Il importe de demeurer pragmatique et rationnel en la matière. Nous votons chaque année les plafonds d'emplois. Assurons-nous qu'ils conduisent les responsables publics à faire le meilleur choix entre recrutement interne et recours à des acteurs extérieurs, tant du point de vue du coût que de la qualité des tâches à effectuer. Conserver des compétences, c'est enfin et surtout le seul moyen de s'interroger lucidement sur ce que la puissance publique doit faire et sur ce qu'elle peut confier à d'autres. En effet, si l'administration n'est plus en mesure de faire, alors la question ne peut même plus être posée. C'est un point que j'ai déjà eu l'occasion de développer ici : est-il normal que le ministère de la santé soit dans l'impossibilité d'organiser une chaîne logistique de vaccination sans le soutien de grands cabinets de conseil ? J'indique en passant, que l'un de ces grands cabinets étrangers ayant participé à la campagne vaccinale n'a pas jugé utile d'apporter les éléments permettant de nous rassurer concernant la protection des données publiques auxquelles il a accès. Quoi qu'il en soit, la conception et la réalisation d'une telle mission quasi régalienne — le recours au ministère des armées pour mettre en place une chaîne logistique avait d'ailleurs été évoqué — ne doivent pas échapper au giron de l'État. Ainsi, certaines tâches fondamentales ne peuvent pas être confiées à des prestataires privés parce qu'elles relèvent du cœur même de l'action de l'État. J'en suis profondément persuadée.

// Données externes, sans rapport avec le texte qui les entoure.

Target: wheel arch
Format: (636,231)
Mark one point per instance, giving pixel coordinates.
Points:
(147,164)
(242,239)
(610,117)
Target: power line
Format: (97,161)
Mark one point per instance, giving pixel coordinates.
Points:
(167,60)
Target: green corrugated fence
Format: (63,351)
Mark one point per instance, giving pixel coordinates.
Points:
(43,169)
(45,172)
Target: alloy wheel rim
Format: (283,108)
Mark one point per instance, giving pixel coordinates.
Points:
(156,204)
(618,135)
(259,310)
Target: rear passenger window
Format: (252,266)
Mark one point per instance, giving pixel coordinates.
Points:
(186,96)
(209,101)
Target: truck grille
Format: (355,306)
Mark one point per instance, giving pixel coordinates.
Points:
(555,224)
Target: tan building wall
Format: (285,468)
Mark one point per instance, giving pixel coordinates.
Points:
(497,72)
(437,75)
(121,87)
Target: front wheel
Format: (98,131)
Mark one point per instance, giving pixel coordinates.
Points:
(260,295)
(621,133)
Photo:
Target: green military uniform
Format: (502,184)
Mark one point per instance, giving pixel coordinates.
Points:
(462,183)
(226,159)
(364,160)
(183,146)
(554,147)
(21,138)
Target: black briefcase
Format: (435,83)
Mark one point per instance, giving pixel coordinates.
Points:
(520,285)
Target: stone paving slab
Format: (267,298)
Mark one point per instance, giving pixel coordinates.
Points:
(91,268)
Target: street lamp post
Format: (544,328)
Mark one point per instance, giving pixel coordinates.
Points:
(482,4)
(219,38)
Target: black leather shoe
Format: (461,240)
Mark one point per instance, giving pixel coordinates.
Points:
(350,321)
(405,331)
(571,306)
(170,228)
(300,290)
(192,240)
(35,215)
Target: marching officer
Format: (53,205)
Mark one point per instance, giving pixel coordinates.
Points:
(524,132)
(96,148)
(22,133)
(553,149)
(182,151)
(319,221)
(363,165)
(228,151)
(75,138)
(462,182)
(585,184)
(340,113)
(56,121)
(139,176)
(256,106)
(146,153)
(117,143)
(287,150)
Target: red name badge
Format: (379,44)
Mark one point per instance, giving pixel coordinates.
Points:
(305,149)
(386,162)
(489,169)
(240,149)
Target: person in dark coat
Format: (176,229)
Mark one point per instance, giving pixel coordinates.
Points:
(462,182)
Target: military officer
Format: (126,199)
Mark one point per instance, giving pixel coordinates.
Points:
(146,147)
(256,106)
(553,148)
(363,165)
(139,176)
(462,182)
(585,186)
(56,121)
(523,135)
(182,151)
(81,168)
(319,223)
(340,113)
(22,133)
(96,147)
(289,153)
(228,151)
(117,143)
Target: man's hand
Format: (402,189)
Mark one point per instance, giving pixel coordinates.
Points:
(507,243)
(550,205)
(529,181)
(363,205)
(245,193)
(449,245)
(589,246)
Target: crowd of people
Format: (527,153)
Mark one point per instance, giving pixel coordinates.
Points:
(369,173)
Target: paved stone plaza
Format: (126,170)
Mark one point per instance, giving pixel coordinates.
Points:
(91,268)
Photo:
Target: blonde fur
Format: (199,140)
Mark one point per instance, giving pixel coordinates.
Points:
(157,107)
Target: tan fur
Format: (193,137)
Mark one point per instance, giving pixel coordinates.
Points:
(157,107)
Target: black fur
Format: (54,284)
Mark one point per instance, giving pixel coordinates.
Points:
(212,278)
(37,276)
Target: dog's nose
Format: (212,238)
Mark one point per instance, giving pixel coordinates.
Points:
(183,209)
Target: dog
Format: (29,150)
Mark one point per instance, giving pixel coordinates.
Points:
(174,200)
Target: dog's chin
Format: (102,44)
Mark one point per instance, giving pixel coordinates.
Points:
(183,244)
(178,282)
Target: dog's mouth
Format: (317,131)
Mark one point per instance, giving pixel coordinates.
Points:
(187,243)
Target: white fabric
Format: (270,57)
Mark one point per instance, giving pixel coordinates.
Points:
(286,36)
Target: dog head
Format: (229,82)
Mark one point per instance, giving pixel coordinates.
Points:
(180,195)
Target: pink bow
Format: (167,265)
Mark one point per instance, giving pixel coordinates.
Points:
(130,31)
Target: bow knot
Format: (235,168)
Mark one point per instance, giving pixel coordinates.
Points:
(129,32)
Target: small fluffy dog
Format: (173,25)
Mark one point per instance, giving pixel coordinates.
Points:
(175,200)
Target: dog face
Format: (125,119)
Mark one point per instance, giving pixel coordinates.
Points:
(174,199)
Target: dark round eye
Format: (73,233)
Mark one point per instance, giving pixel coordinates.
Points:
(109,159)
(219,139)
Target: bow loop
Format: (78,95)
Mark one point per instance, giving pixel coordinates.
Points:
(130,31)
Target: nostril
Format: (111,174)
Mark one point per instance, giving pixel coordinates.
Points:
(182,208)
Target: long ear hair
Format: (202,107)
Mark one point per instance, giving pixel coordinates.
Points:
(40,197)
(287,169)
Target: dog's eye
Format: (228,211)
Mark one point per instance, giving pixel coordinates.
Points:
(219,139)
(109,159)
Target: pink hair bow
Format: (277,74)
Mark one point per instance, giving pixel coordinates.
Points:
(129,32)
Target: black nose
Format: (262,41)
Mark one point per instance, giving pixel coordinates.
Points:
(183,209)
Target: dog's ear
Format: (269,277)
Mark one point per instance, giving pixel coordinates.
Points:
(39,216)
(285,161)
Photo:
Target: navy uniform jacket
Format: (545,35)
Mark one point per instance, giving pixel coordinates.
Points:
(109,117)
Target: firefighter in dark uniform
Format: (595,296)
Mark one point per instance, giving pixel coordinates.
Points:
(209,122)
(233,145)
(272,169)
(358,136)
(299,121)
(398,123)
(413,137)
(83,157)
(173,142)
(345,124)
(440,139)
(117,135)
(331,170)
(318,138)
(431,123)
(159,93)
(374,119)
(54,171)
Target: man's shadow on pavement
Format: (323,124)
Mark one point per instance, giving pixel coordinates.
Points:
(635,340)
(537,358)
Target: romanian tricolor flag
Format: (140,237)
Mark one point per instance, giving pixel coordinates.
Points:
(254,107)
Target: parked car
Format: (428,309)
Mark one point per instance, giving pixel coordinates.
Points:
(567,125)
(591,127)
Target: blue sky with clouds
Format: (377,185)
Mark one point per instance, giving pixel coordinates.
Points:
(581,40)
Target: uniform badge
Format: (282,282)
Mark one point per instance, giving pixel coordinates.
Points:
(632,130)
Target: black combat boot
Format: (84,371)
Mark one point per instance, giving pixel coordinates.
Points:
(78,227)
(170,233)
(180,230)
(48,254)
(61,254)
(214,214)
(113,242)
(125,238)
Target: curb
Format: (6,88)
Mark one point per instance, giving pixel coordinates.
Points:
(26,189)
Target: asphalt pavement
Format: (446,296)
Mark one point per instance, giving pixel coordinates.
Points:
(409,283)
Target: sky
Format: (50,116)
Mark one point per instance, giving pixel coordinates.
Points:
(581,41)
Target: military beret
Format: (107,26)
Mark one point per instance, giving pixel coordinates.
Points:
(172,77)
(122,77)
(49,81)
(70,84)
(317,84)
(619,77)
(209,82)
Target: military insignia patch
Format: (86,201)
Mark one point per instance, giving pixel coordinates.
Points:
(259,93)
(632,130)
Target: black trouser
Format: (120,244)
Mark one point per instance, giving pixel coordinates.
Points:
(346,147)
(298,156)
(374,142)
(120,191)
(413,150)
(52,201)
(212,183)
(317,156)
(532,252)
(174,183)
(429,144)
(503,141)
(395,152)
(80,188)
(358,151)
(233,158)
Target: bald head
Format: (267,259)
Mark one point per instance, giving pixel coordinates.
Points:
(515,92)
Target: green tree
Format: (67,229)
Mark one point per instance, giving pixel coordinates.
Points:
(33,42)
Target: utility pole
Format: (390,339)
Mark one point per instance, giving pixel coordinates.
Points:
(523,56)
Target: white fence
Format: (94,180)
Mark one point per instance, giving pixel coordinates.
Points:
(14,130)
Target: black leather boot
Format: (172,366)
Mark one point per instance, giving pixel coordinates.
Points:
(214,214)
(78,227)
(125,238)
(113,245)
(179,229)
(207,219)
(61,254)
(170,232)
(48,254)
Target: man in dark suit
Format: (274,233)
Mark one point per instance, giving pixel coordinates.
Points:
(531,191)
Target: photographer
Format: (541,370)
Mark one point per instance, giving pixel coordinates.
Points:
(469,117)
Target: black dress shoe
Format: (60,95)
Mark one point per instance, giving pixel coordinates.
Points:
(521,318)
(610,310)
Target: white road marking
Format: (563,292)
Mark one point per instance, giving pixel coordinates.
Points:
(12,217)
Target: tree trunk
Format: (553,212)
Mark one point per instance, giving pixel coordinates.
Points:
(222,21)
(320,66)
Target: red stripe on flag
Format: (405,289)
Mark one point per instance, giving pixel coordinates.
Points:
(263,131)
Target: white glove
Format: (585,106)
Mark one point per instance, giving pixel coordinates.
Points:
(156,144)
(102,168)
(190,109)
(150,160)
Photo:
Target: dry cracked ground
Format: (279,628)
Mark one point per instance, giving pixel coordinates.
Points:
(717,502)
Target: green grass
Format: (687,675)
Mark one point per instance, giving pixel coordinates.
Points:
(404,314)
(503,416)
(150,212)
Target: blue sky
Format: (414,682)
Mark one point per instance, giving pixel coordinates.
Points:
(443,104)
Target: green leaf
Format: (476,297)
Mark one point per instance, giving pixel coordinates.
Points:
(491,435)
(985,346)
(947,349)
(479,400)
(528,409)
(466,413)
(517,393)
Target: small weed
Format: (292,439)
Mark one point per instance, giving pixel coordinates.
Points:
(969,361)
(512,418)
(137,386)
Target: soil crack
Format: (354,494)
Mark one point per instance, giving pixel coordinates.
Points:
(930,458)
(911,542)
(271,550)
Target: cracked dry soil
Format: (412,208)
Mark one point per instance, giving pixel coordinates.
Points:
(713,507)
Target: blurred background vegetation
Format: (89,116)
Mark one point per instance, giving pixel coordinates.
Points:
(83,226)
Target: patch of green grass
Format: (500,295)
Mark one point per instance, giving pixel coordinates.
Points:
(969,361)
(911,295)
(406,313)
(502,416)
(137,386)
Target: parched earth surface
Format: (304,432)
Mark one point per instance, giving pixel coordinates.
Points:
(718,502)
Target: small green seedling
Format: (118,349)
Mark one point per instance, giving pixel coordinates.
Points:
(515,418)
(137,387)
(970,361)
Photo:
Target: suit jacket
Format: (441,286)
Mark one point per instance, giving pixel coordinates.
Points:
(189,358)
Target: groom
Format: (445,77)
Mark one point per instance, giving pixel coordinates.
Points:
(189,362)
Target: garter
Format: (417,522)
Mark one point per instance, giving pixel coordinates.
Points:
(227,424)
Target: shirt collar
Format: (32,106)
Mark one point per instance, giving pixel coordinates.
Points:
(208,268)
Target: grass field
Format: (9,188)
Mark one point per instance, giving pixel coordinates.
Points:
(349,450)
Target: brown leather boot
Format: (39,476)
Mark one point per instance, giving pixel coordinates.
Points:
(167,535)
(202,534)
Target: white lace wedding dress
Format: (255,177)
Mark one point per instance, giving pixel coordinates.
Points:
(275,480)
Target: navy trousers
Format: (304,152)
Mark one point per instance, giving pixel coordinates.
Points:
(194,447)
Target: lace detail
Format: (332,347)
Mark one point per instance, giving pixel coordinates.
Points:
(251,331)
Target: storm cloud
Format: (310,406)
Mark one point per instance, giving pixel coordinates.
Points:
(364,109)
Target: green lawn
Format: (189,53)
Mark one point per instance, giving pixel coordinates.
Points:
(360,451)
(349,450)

Enfin, le recours aux prestations extérieures se trouve parfois contraint par la complexité des normes et des procédures à respecter, notamment pour les collectivités territoriales, en particulier les plus petites d'entre elles, qui disposent de moins de moyens. Un réel choc de simplification doit permettre de diminuer le recours à des acteurs spécialisés.